As Uganda looks for new solutions to stagnated demand, the backbone for digital services in form of internet infrastructure is where power consumption would be significant. This is important as telecoms position themselves to maintain uptime to nearly 99% all the time.

The supply side is also, as always, very interesting. The debate on where the Energy Fund money should be spent continues to grow with many experts jostling for prominence in the generation subsector. This is clearly manifested in the myriad contestations surrounding the Karuma 600 MW, and Isimba 183 MW dam projects. We pray that any issues are resolved quickly.

The National Development Plan II envisages that our currently installed generation capacity of 862 MW will have grown to 2500 MW by 2020, and that the rather creeping demand of 530MW will have grown fast enough to increase our energy consumption from the current 80kWh to 578kWh per person.

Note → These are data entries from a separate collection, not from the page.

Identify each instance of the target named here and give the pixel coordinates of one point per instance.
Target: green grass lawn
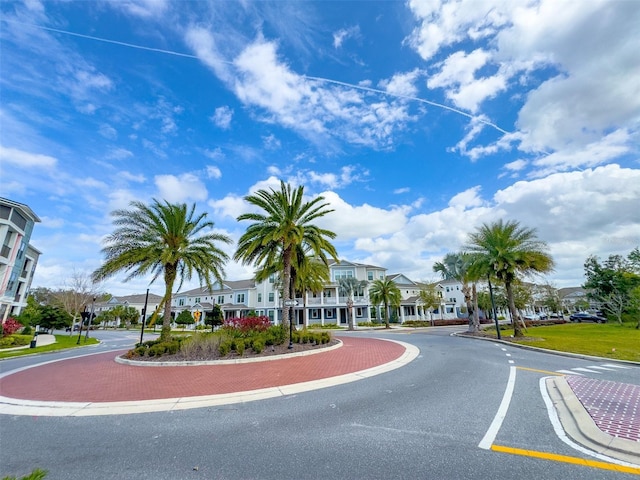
(614, 341)
(62, 342)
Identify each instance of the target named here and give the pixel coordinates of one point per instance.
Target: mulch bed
(268, 351)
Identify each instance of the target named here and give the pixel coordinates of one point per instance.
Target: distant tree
(429, 298)
(507, 250)
(31, 314)
(386, 292)
(77, 294)
(163, 239)
(215, 317)
(185, 318)
(349, 287)
(612, 282)
(54, 318)
(43, 295)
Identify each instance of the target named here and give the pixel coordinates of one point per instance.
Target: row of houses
(239, 297)
(18, 258)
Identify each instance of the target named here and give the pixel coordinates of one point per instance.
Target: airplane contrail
(309, 77)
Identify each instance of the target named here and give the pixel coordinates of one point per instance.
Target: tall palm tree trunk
(170, 273)
(517, 331)
(388, 314)
(286, 291)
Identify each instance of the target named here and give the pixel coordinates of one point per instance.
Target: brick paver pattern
(614, 407)
(98, 378)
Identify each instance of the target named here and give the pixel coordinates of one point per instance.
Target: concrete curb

Part of the solution to ensuring that these demand targets are successfully met lies in the digital revolution. It will allow information sharing and, hopefully, that will improve farm gate prices. In the meantime, let us sort out our agricultural productivity to increase output. With increased output, agro processing which is the driver for electricity demand will have sufficient agricultural output to process to make investments in electricity generation worthwhile.